Comment 4 Denis Roy CLA 2016-05-03 09:37:38 EDT
> My understanding is that the HTTP server should
> fail quickly with a 404 in such a case, letting p2 try again with the
> correct compositeContent.xml. The 502 error returned instead aborts the
> whole build.


That should be the case. However, many years ago we changed the way our 404 is handled, as we are serving in excess of 14M 404's per day. That's an average of 164 404's per second, and peak times exceed 200 404's per second.

We don't want to return a beautiful 13K web page as most are Java clients, so they get a 13 byte "404 Not Found" response.

The 50x codes we're seeing today is a manifestation of the 404 handler being overwhelmed.  We do have new hardware on the way to help fix the problem.
Comment 5 Denis Roy CLA 2016-05-03 09:38:44 EDT

*** This bug has been marked as a duplicate of bug 487915 ***
Comment 6 Pierre-Charles David CLA 2016-05-03 09:58:40 EDT
(In reply to Denis Roy from comment #4)
> > My understanding is that the HTTP server should
> > fail quickly with a 404 in such a case, letting p2 try again with the
> > correct compositeContent.xml.
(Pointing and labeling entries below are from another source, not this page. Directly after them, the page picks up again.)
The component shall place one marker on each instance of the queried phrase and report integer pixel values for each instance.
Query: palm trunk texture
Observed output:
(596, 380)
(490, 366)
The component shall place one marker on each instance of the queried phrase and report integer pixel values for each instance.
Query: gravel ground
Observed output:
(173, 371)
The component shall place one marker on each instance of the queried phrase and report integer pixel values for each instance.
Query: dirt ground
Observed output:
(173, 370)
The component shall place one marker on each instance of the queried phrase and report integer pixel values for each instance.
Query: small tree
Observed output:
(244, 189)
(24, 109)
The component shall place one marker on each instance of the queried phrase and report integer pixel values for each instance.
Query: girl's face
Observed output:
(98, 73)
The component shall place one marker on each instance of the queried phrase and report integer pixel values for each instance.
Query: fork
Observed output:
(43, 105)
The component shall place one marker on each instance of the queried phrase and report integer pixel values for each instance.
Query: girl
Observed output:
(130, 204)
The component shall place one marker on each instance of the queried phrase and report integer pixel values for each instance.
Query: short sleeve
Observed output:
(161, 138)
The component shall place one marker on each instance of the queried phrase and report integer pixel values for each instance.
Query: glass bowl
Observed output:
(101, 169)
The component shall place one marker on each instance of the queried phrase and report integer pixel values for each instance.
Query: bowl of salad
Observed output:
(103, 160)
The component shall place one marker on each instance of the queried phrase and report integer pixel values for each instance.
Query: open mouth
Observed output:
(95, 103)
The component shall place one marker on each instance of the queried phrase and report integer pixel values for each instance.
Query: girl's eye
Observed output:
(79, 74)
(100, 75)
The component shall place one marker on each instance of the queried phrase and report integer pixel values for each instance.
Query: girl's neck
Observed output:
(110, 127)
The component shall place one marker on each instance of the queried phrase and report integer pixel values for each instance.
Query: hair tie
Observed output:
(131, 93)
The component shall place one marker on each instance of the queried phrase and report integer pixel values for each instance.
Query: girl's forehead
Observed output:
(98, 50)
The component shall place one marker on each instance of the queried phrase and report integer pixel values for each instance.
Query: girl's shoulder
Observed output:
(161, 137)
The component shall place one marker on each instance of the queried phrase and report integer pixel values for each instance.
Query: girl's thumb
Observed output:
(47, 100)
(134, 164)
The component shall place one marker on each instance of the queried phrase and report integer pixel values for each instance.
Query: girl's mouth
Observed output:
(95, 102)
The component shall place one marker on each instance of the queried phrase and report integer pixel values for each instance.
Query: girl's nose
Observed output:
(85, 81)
The 502 error returned instead aborts the
> > whole build.
> 
> 
> That should be the case. However, many years ago we changed the way our 404
> is handled, as we are serving in excess of 14M 404's per day. That's an
> average of 164 404's per second, and peak times exceed 200 404's per second.

OK, thanks for the explanation. Does this mean adding explicit p2.index files in our repos would help reduce the load? The Sirius repos represent a tiny drop in the global load issue, but maybe it would keep us out of the problematic path?
Comment 7 Denis Roy CLA 2016-05-03 10:32:06 EDT
Reducing the amount of 404s we serve would definitely help.